Logarithmic differentiation is the go-to method for functions that have variables in both the base and the exponent (like \(f(x)^{g(x)}\)) or for complex products/quotients. The trick for infinite towers or nested radicals is always to express the function in terms of itself, e.g., \(y = f(x, y)\).

Answer 1

Step 1: Understanding the Concept:
This problem involves an infinite power tower. The key to solving such problems is to recognize the self-similar nature of the expression. The expression in the exponent is the same as the original expression for y. This allows us to write a simpler, implicit equation for y, which can then be differentiated using logarithmic differentiation.
Step 2: Key Formula or Approach:
1. Rewrite the infinite tower in a finite form: \(y = x^y\).
2. Take the natural logarithm of both sides to bring the exponent down: \(\log y = y \log x\).
3. Differentiate both sides of the equation implicitly with respect to \(x\).
4. Solve the resulting equation for \(\frac{dy}{dx}\).
5. Rearrange the expression to match the required form.
Step 3: Detailed Explanation:
Given the function: \(y = x^{x^{x^{\dots}}}\).
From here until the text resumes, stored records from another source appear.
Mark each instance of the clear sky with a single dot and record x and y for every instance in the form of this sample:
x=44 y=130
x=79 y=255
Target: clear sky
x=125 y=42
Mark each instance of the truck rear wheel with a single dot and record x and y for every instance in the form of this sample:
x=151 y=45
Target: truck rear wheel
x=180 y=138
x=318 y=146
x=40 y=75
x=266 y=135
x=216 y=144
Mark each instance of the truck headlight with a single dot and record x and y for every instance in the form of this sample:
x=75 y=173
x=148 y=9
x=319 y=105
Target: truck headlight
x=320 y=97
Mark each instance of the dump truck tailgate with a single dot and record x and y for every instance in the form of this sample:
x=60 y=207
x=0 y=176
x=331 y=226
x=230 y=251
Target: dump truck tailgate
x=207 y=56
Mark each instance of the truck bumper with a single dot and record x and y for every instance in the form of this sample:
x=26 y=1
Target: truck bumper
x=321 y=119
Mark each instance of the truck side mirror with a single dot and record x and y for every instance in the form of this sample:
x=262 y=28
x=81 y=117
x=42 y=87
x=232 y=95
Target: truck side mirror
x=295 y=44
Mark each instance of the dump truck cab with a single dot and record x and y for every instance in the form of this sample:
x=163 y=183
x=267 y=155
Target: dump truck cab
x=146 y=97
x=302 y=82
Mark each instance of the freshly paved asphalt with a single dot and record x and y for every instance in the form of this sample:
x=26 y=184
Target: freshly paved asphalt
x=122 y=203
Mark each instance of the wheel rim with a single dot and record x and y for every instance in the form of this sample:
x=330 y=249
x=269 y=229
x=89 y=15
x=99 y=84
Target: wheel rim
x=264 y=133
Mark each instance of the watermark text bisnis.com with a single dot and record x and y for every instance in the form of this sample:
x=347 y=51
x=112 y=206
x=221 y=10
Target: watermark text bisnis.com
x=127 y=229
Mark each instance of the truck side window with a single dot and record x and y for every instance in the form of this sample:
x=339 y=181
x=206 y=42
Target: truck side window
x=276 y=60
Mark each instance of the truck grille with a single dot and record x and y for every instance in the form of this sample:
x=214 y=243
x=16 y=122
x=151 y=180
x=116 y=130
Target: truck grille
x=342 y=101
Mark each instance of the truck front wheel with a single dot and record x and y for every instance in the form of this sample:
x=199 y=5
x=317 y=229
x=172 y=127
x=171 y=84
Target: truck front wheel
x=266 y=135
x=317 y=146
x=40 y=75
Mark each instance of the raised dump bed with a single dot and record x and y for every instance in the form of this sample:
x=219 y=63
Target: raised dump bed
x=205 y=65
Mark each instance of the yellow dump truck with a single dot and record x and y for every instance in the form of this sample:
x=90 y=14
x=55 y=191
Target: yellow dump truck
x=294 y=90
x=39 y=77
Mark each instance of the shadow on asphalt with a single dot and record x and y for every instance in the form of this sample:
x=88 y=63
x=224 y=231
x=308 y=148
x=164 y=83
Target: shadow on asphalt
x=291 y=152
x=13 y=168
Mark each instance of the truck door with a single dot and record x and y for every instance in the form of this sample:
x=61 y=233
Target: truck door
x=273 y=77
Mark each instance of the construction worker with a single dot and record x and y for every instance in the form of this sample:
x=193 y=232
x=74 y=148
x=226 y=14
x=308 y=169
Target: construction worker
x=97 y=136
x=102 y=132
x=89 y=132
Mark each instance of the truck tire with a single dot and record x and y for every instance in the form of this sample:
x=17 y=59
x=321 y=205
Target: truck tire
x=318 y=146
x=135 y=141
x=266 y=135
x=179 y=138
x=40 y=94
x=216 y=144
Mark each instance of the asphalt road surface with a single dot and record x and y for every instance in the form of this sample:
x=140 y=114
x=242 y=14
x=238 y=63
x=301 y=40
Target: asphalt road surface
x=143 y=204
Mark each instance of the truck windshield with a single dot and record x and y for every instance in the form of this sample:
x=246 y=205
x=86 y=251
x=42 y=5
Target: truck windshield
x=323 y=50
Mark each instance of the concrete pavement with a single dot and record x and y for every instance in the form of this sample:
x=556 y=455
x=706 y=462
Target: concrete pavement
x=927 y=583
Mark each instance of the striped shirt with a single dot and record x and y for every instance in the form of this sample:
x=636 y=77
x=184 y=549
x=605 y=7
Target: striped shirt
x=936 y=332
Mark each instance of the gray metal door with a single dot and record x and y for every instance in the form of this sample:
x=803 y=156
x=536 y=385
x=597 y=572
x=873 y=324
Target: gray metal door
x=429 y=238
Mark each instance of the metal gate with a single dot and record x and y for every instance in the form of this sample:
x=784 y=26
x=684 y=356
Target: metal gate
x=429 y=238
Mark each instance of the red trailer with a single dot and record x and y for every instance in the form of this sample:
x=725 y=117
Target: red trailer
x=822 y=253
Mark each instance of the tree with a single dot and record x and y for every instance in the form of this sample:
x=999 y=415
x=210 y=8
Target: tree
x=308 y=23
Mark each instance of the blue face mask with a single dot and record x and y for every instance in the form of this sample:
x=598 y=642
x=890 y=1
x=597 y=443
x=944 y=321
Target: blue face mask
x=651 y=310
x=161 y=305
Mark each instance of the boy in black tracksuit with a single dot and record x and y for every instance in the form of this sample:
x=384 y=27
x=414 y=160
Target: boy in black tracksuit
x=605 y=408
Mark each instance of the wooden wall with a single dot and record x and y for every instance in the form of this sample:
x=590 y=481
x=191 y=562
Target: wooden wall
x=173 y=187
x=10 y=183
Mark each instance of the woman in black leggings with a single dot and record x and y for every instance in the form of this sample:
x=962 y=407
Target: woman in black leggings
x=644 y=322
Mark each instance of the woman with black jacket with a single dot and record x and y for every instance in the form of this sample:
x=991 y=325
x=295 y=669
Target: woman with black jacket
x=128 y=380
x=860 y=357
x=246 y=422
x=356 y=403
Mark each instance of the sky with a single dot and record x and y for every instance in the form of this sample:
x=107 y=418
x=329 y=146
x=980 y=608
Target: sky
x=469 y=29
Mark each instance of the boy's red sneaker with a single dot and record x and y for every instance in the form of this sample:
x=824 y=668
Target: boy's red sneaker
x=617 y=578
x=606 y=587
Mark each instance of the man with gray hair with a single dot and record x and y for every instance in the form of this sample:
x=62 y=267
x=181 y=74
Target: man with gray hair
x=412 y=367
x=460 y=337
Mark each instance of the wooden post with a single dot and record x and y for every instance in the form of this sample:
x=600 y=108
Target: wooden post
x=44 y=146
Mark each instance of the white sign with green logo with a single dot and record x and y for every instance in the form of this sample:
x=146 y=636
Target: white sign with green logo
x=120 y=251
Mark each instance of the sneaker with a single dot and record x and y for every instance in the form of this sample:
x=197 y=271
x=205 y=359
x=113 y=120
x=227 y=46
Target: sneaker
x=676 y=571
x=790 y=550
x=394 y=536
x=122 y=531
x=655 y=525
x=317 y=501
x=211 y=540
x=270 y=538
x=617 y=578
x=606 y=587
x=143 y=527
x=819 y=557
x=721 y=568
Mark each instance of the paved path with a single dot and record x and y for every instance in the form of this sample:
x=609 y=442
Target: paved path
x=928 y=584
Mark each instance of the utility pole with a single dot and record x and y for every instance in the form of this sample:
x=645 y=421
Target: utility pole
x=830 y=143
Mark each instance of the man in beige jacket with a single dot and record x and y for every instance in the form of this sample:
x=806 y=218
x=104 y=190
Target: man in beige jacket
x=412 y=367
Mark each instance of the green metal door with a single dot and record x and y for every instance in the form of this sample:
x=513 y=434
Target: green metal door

Due to the infinite nature of the tower, we can write: \[ y = x^y \] Take the natural logarithm on both sides: \[ \log y = \log(x^y) \] Using the logarithm property \(\log(a^b) = b \log a\), we get: \[ \log y = y \log x \] Now, differentiate both sides with respect to \(x\), using the product rule on the right side: \[ \frac{d}{dx}(\log y) = \frac{d}{dx}(y \log x) \] \[ \frac{1}{y} \frac{dy}{dx} = \left(\frac{dy}{dx} \cdot \log x\right) + \left(y \cdot \frac{1}{x}\right) \] Now, we need to solve for \(\frac{dy}{dx}\). Group the terms containing \(\frac{dy}{dx}\) on one side: \[ \frac{1}{y} \frac{dy}{dx} - (\log x) \frac{dy}{dx} = \frac{y}{x} \] Factor out \(\frac{dy}{dx}\): \[ \frac{dy}{dx} \left(\frac{1}{y} - \log x\right) = \frac{y}{x} \] \[ \frac{dy}{dx} \left(\frac{1 - y \log x}{y}\right) = \frac{y}{x} \] Isolate \(\frac{dy}{dx}\): \[ \frac{dy}{dx} = \frac{y}{x} \cdot \frac{y}{1 - y \log x} = \frac{y^2}{x(1 - y \log x)} \] Finally, multiply both sides by \(x\) to get the desired form: \[ x \frac{dy}{dx} = \frac{y^2}{1 - y \log x} \] Step 4: Final Answer:
The relation \(x \frac{dy}{dx} = \frac{y^2}{1 - y \log x}\) has been proven.